Son ya 19 lesiones las que ha sufrido Gareth Bale desde su multimillonario traspaso desde el Tottenham hace 5 temporadas. En total, se ha perdido casi 80 partidos en su etapa en España, concentrados sobre todo en la temporada pasada y en la actual. El galés estaba a punto de reaparecer de la enésima molestia en su delicado sóleo, pero le ha sobrevenido una rotura fibrilar en otra zona de su tremenda musculatura del tren inferior. Es paradójico que semejante físico, un manual de anatomía en las fotos que capturan la explosividad de los muslos de Bale, pueda romperse tan fácilmente.

Bale siempre ha estado bajo sospecha en el Madrid, por sus lesiones, por su supuesta falta de adaptación, porque futbolísticamente tiene sólo un registro (correr al contragolpe y rematar, como si fuera poco)… Pero sobre todo porque taponaba la titularidad de Isco y, además, impedía que el Real Madrid pudiese jugar como el Barça. Para un club cuyo objetivo último es la grandeza, parece existir cierto complejo en sus últimos títulos ganados por la heroica y con el contragolpe como principal baza; por eso ahora hay tanta exaltación del Real Madrid de los centrocampistas: Kroos, Modric pero también Isco. Bale era la continuidad de los tres delanteros descolgados del trabajo colectivo y con escasa asociación. Era el eslabón más débil, porque se lesionaba más que Benzema. Y era aún más indescifrable para la prensa que el francés.

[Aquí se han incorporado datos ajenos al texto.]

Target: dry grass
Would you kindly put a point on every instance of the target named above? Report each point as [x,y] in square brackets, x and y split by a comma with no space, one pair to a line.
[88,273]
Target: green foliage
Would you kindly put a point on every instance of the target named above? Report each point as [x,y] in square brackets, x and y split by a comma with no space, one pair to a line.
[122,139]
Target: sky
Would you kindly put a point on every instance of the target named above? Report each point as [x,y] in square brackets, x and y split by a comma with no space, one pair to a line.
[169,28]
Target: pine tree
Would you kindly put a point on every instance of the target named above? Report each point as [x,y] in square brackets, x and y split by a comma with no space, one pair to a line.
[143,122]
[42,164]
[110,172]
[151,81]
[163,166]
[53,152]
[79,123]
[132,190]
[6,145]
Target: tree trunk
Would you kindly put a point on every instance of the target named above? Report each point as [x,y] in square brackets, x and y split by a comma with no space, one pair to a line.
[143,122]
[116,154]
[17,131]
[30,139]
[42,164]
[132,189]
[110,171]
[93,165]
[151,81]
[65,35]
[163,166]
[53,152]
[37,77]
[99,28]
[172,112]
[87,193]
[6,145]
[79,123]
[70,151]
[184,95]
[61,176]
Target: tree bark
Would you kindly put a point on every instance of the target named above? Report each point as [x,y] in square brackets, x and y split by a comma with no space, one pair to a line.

Ahora Bale volverá a perderse al menos otro mes de competición y, con toda seguridad, el Mundial de Clubes. Eso permite a Zidane seguir dando cuerda no ya a Isco, que se ha ganado ser titular indiscutible en el Madrid, sino a Asensio como primer recambio en ataque. Es más, cuando Bale vuelva a estar disponible, el marrón para Zizou es considerable: darle entrada en el equipo y volver atrás para jugar con tres delanteros o insistir en el esquema actual que obliga a dejar fuera al galés o a Benzema. “A Gareth le deseo una pronta recuperación; lo debe estar pasando muy mal. Es verdad que él lleva mucho tiempo lesionado. Pero ahí he estado yo también, trabajado mucho, esperado mi oportunidad. Y al final el fútbol es esto: son momentos que te pueden cambiar la vida”, dijo sin ápice de sentimentalismo Isco cuando supo la noticia.

Bendito problema, de todas formas. Lo cierto es que la baja de Bale y la incertidumbre que ya generan sus constantes problemas frustran, sobre todo, a Florentino Pérez: apostó muy fuerte por el galés para asegurarse un relevo sencillo a Cristiano Ronaldo, y ve cómo sigue dependiendo del portugués y sus goles para sostener el proyecto deportivo. Y su Cristiano no está del todo fino, el Madrid lo acusa, como sucede en Liga y demostró el Tottenham en sus dos duelos de Champions, A Gareth Bale se le acaba el tiempo y lo peor es que no es por su rendimiento.